L'approche historique, fondée sur une recherche documentaire (archives, cartes et cadastres, textes, plans, photos, etc.) permet, en confrontant les documents aux indices relevés sur le terrain, de repérer les traces d'aménagement ancien et d'identifier les strates superposées des compositions successives. Dans certains cas, une approche archéologique complémentaire pourra faire la part entre les projets présentés sur des plans anciens et les réalisations effectives.
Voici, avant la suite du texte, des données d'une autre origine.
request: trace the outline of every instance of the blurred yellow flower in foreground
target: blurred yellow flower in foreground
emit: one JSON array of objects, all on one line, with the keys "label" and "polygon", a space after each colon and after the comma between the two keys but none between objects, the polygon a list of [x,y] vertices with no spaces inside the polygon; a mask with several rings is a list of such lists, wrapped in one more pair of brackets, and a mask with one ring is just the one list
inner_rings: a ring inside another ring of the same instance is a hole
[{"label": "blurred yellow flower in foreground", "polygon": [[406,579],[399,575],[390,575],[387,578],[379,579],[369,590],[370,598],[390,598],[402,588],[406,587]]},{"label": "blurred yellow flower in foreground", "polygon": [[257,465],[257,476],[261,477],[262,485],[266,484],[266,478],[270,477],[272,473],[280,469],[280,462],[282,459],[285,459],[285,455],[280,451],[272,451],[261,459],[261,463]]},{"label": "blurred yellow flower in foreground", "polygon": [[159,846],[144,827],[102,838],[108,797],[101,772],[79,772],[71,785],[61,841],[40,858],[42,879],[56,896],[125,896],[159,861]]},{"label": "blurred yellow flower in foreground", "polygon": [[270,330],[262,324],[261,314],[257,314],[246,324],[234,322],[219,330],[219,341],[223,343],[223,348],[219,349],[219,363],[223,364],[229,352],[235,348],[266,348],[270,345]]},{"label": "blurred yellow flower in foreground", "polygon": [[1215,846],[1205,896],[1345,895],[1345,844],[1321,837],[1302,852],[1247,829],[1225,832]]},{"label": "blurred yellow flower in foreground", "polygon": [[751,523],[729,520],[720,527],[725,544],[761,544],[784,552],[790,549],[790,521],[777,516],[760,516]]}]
Elle pourra aussi être utile à la compréhension de la mise en place technique, en profondeur, du jardin (gestion de l'eau, drainage).
L'analyse paysagère définira de façon critique les espaces composant le jardin tant pour y lire composition et structures que pour retrouver des vues et perspectives (internes ou externes).
L'étude du végétal établira, outre un inventaire de l'existant (détermination des espèces, intérêt des sujets), un diagnostic phyto-sanitaire pour les ligneux, celui-ci incluant les questions de sécurité. Dans le cas de jardins à histoire longue, une étude ethno- et archéo-botanique pourra identifier, le cas échéant, d'éventuels témoins végétaux issus de compositions antérieures.
L'état des lieux comprendra l'étude des usages anciens et actuels afin de définir un mode de gestion adapté. Il prendra en compte les coûts humains, matériels et financiers. Il évaluera l'impact de la gestion sur l'environnement et proposera des solutions pour l'améliorer. Il est un préalable essentiel au calendrier d'entretien.
Avant de définir le projet, il est nécessaire de bien mesurer potentialités et contraintes : quels sont les moyens techniques disponibles en personnel et en matériel, existe-t-il des bâtiments annexes pour la gestion des végétaux ou d'éventuelles activités d'accueil ou d'animation ? Quels sont les moyens financiers mobilisables ? Souhaite-t-on ouvrir les jardins au public ?
La synthèse de ces éléments avec l'état des lieux doit permettre, à partir des souhaits du propriétaire, de choisir, au-delà du strict entretien et si nécessaire, un parti d'intervention : restauration, restitution, évocation, création, etc.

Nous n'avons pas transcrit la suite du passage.